Choosing a Container
Achieving a healthy container-grown hydrangea starts by choosing the best container for the job. Look for a pot with a diameter of at least 18 inches to provide the plant's roots ample room to spread. While stone, terracotta, glazed ceramic and plastic containers are all suitable container materials, the type of pot you use has a direct impact on your hydrangea's watering needs. Unglazed clay and terracotta pots are porous and tend to wick excess moisture from the soil. This makes the pot more forgiving if you accidentally over-water the hydrangea, but it also makes the soil dry out faster. Plastic containers retain moisture in the soil, making them a good choice if you prefer less frequent watering. Regardless of material, ensure the pot has drainage holes.
Potting Mix Tips
In general, use a quality potting mix to plant your container-grown hydrangea. When planting the hydrangea, leave about 3 inches of space between the top edge of the container and the soil level to allow enough space for watering the plants.
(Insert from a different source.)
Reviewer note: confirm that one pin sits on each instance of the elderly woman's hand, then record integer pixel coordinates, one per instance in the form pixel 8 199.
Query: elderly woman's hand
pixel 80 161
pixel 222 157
If you're growing mopheads (Hydrangea macrophylla) or lacecaps (Hydrangea serrata) -- both hardy in USDA zones 6 to 9 -- you may choose to amend the soil with lime or aluminum sulfate to create the ideal pH level for preferred color. For most of these species, maintaining acidic soils with pH levels between 5.2 and 5.5 yields blue hydrangeas while higher pH levels of 6.0 to 6.2 yields pink hydrangeas.
Watering: Water your container-grown hydrangeas deeply and regularly to maintain even moisture. Check the soil every few days -- or every day during periods of warm or windy weather -- and water the container once the top 1/2 inch of potting mix feels dry to the touch. Water the container by filling it to the top rim, letting the water fully drain and repeating once more to make sure the roots receive adequate moisture.
Fertilizing: Over-fertilizing a hydrangea leaves it more vulnerable to insect damage and can limit its blooming potential. Judith King, author of the website Hydrangeas! Hydrangeas!, recommends using a fast-release 10-10-10 formula twice a year, once in late spring or early summer, followed by a second application a month or two later; don't fertilize after August, as hydrangeas need to prepare for dormancy. For each application, add about a 1 tablespoon of fertilizer to a pot with a 20- to 24-inch diameter; follow label directions for specifics. Gently work it into the top 1 to 3 inches of potting mix and water the pot thoroughly to help get the nutrients to the roots.
Frost Protection: You have several options when it comes to protecting your container-grown hydrangea from the ravages of winter. In general, if you choose a cultivar that is at least two zones hardier than your region, you can leave it in its pot and outdoor location. If, for example, you live in USDA zone 6, the hydrangea should be hardy to USDA zone 4. Another option is to move the container to an unheated, protected spot such as a garage or basement. In either case, check the soil periodically throughout the winter and add water to prevent the container from drying out completely.